How to Tell the Difference?
So, we’ve got …
Mystery snails (Pomacea diffusa)… (pictured below)
Related Read: How to Breed Mystery Snails (in 5 Steps): Everything I Know
Channel apple snails (P. canaliculata)… (pictured below)
Island Apple Snails (P. maculata) (pictured below)
Which is which?
Snail expert Matt Reinbolt weighs in:
“Aside from size and diet, P. diffusa doesn’t have channeled sutures, they’re flat. And they [mystery snails] have more prominent shoulders and a more consistently higher spire. P. diffusa also lays white eggs that turn pink-beige, whereas P. maculata and P. canaliculata lay brighter pink eggs. And P. maculata in particular lays way more eggs, that are smaller in size. P. diffusa is also bred in more colors. The others do not yet come in purple or magenta varieties, or even blue.”

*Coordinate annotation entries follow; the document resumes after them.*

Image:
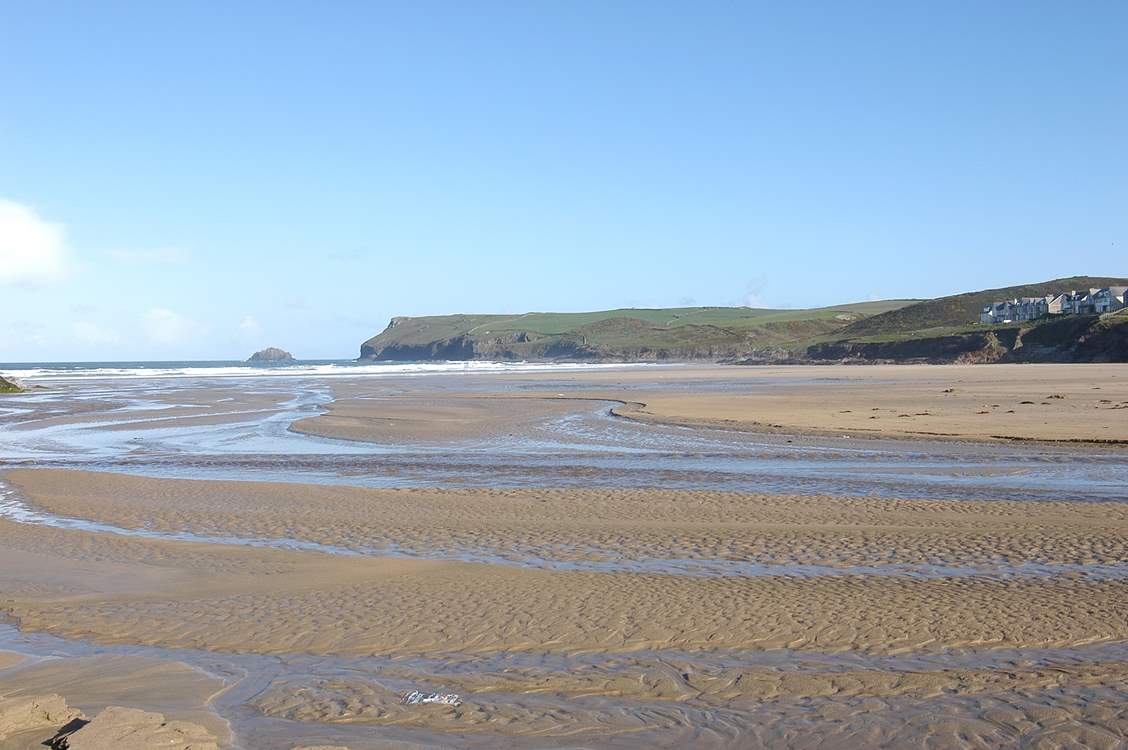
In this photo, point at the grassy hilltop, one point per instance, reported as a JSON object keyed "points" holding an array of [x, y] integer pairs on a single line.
{"points": [[623, 334]]}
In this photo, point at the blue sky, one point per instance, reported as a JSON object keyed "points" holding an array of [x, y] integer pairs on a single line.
{"points": [[196, 181]]}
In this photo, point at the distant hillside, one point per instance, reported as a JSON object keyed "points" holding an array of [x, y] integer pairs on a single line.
{"points": [[946, 329], [620, 335], [963, 309]]}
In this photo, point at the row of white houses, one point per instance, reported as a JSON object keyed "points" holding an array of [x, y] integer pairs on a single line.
{"points": [[1094, 301]]}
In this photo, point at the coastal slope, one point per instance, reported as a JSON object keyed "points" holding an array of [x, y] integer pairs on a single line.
{"points": [[628, 334], [942, 329]]}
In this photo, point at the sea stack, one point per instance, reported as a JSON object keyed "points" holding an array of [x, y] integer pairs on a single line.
{"points": [[271, 355]]}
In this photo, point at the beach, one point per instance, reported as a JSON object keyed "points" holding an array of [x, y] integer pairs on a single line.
{"points": [[660, 556]]}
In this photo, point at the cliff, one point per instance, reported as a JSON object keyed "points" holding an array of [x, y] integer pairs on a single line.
{"points": [[610, 335]]}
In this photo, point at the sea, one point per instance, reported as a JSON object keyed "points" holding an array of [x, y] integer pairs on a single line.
{"points": [[31, 372]]}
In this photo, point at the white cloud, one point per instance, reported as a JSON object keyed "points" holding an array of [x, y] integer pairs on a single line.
{"points": [[165, 326], [155, 255], [32, 249], [91, 334], [249, 327]]}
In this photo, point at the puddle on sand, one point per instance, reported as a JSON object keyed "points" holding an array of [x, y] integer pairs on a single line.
{"points": [[589, 448], [588, 559], [662, 699]]}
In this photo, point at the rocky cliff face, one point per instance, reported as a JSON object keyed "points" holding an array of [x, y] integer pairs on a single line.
{"points": [[1073, 338], [271, 354]]}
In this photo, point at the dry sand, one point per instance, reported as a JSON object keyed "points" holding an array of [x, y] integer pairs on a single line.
{"points": [[94, 684]]}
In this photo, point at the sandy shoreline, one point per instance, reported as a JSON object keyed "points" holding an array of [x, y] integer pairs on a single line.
{"points": [[273, 601], [1059, 403], [584, 615]]}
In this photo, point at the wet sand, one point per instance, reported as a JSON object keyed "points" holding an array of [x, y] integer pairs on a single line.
{"points": [[91, 684], [1074, 403], [581, 616]]}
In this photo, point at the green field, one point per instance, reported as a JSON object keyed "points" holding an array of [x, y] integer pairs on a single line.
{"points": [[882, 329], [625, 333]]}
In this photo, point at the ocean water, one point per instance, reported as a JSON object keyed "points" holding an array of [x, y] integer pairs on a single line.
{"points": [[71, 371]]}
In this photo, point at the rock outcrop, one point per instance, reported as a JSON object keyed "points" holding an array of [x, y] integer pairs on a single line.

Note the hot pink eggs in this video:
A good indication that the snail is not a mystery snail is when the shell is dark-striped with a greenish hue or when it is much larger than normal
Mystery Snails (Usually) the Better Option
Mystery snails are perfectly legal in all 50 states. They come in the popular “designer colors.” If you want a planted tank? No problem.
They are peaceful, cute, and friendly, and they won’t get much bigger than a golf ball (some never get that big either).
You don’t have to worry about causing an environmental disaster or possibly breaking the law.
- Learn More: Mystery Snails
There is definitely an appeal that the big apple snails have for people. I mean, they’re pretty rare in the hobby. And a snail the size of a softball? Talk about a conversation piece! But I’d caution those who keep them to understand the situation completely before keeping or selling them. It’s not to say these snails are evil or anything; they are just different.
And not as practical for most people as you would think. The main thing is you probably need to know what you’re getting ahead of time before things don’t go according to plan. They are only suitable for aquariums without plants.